A few days after the September 23 game in which Speight was injured, Michigan’s coaching staff voiced criticism about the quality of the facilities at Purdue, including their medical capability. The issue was considered serious enough that it was brought up again at the next meeting of Big Ten athletic directors in early October.
Speight’s parents were not satisfied with that action, which has not yet brought about any visible changes. His father has complained publicly that the medical facilities at Purdue’s stadium weren’t as good as the worst high school visitors’ locker room he’s seen, and he described the procedures for evaluation and treatment provided by the home team as a “train wreck.”
The criticism was aimed not only at the onsite facilities, but also at hitches in the process of getting Speight to proper facilities nearby.
Spinal injuries have not received the same kind of attention as brain injuries in recent years, but they should be of similar concern. While a brain injury can lead to degenerative problems that stick with an athlete for life and get worse over time, a spinal cord injury can result in immediate problems.
If not addressed quickly and properly, this kind of damage can become worse; and when not treated immediately and competently, a spinal injury can result in permanent problems, including paralysis or death.
Speight’s injury was treated properly after the initial missteps, and there have been no indications that he’ll have any lasting problems. However, the injury still seems to have ended Speight’s Michigan football career: Last week, faced with stiff competition for playing time while continuing to recover, he announced that he’d be leaving the school and that he hoped to play for another school in his final year of eligibility.

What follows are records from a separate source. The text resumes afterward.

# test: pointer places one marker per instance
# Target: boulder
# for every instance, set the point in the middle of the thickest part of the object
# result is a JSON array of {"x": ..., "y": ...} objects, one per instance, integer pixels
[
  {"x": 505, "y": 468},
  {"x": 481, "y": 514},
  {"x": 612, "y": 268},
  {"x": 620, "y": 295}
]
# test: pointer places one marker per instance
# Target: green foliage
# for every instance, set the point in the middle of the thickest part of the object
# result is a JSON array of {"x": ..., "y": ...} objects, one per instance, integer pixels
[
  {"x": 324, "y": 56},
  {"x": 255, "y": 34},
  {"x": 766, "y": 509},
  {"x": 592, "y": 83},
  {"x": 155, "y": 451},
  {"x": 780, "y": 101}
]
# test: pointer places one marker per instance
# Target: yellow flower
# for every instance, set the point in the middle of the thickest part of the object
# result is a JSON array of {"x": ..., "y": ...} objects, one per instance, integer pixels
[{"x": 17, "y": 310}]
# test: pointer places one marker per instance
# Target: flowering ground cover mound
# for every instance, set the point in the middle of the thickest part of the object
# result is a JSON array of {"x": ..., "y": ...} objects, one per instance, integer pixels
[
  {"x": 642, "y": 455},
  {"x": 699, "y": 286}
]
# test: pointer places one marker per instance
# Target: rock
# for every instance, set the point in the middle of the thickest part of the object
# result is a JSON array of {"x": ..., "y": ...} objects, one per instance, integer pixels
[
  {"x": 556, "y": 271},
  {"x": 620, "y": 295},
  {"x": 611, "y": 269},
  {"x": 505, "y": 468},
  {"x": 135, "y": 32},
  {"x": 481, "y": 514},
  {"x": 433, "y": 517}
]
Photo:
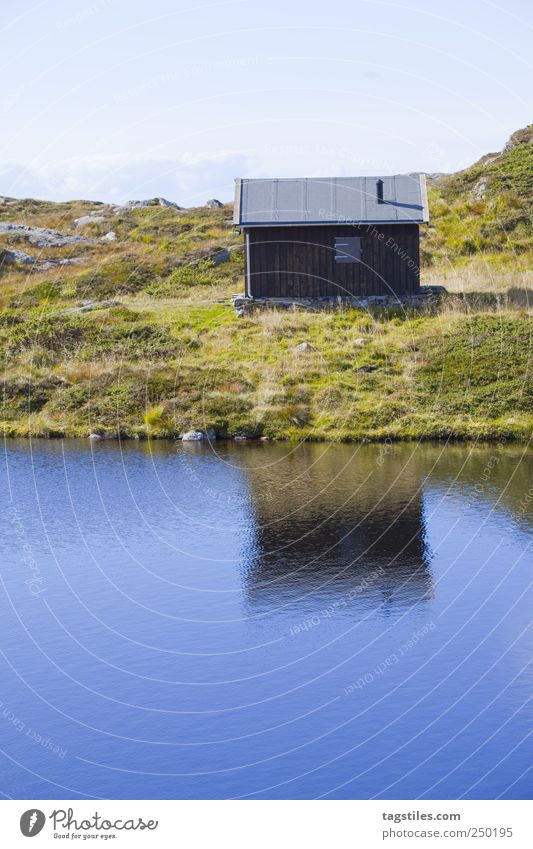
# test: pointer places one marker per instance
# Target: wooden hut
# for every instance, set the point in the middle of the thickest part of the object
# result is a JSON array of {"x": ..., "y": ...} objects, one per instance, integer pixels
[{"x": 331, "y": 237}]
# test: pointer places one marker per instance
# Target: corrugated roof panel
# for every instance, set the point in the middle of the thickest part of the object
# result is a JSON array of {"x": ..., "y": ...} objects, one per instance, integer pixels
[{"x": 334, "y": 200}]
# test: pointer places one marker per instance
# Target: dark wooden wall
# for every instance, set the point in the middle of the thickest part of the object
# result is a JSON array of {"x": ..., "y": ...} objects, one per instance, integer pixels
[{"x": 299, "y": 262}]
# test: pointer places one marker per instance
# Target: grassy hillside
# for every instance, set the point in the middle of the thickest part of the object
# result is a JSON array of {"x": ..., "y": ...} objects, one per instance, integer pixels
[
  {"x": 479, "y": 235},
  {"x": 159, "y": 349}
]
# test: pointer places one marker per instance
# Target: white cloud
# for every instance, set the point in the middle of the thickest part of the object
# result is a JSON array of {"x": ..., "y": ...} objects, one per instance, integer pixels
[{"x": 189, "y": 179}]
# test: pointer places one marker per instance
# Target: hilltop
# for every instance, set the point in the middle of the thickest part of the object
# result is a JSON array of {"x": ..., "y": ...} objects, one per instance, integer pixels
[
  {"x": 479, "y": 235},
  {"x": 117, "y": 321}
]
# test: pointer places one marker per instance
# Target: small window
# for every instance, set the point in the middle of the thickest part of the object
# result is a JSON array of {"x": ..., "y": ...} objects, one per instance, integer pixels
[{"x": 348, "y": 249}]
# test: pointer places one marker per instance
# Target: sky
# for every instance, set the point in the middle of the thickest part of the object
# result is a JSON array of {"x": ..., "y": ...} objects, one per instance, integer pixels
[{"x": 121, "y": 99}]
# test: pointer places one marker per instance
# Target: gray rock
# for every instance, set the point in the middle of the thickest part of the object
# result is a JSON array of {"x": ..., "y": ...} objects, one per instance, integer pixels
[
  {"x": 480, "y": 189},
  {"x": 303, "y": 348},
  {"x": 143, "y": 204},
  {"x": 47, "y": 264},
  {"x": 92, "y": 218},
  {"x": 12, "y": 257},
  {"x": 42, "y": 237},
  {"x": 87, "y": 306}
]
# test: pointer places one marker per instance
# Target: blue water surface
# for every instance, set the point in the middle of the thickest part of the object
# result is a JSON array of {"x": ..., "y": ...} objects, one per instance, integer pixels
[{"x": 265, "y": 621}]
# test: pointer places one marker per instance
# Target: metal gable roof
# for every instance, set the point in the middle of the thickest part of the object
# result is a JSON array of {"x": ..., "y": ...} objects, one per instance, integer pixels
[{"x": 330, "y": 200}]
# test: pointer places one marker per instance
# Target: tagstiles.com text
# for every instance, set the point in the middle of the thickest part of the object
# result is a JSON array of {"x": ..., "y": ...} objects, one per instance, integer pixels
[{"x": 420, "y": 824}]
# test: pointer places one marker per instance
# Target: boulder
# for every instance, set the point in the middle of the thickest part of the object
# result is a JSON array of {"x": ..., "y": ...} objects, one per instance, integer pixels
[
  {"x": 143, "y": 204},
  {"x": 42, "y": 237},
  {"x": 88, "y": 219},
  {"x": 12, "y": 257},
  {"x": 303, "y": 348}
]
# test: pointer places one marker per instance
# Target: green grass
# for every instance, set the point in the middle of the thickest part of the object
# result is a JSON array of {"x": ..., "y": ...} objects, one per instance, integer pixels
[{"x": 172, "y": 355}]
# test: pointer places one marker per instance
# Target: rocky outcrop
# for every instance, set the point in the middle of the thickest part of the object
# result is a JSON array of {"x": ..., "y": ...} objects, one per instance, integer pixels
[
  {"x": 92, "y": 218},
  {"x": 143, "y": 204},
  {"x": 16, "y": 257},
  {"x": 523, "y": 136},
  {"x": 42, "y": 237},
  {"x": 88, "y": 306}
]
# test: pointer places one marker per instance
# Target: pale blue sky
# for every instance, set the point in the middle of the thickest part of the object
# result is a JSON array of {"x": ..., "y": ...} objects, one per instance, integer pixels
[{"x": 114, "y": 99}]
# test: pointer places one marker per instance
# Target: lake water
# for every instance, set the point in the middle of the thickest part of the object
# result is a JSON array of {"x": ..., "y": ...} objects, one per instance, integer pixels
[{"x": 265, "y": 621}]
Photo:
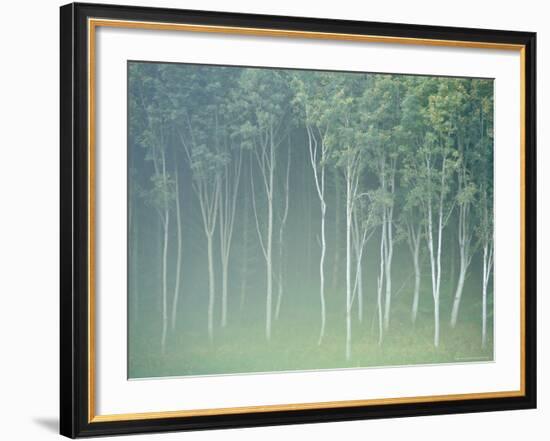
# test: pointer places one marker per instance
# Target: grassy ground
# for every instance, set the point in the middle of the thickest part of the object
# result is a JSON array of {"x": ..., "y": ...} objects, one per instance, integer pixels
[{"x": 242, "y": 348}]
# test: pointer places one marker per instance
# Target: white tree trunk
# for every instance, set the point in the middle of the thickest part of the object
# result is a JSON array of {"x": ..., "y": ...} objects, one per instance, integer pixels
[
  {"x": 269, "y": 262},
  {"x": 388, "y": 262},
  {"x": 179, "y": 253},
  {"x": 322, "y": 271},
  {"x": 458, "y": 293},
  {"x": 416, "y": 295},
  {"x": 282, "y": 225},
  {"x": 464, "y": 238},
  {"x": 225, "y": 266},
  {"x": 380, "y": 284},
  {"x": 318, "y": 166},
  {"x": 164, "y": 281},
  {"x": 211, "y": 287},
  {"x": 348, "y": 264},
  {"x": 487, "y": 267}
]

Athletes aren’t the only ones at risk of spine injuries. More than 17,000 people suffer serious spinal cord injuries every year, but sports injuries account for less than 10 percent of the total, with motor vehicle accidents, falls, and acts of violence more likely to cause this kind of injury.
If you have suffered a serious spine injury, talk to us. David Christensen Law focuses on personal injury claims, including spine injury cases, and has helped many clients reach successful settlements. Call us today to schedule a free consultation to discuss your unique circumstances. Call us at 248-213-4900 or fill out the form below.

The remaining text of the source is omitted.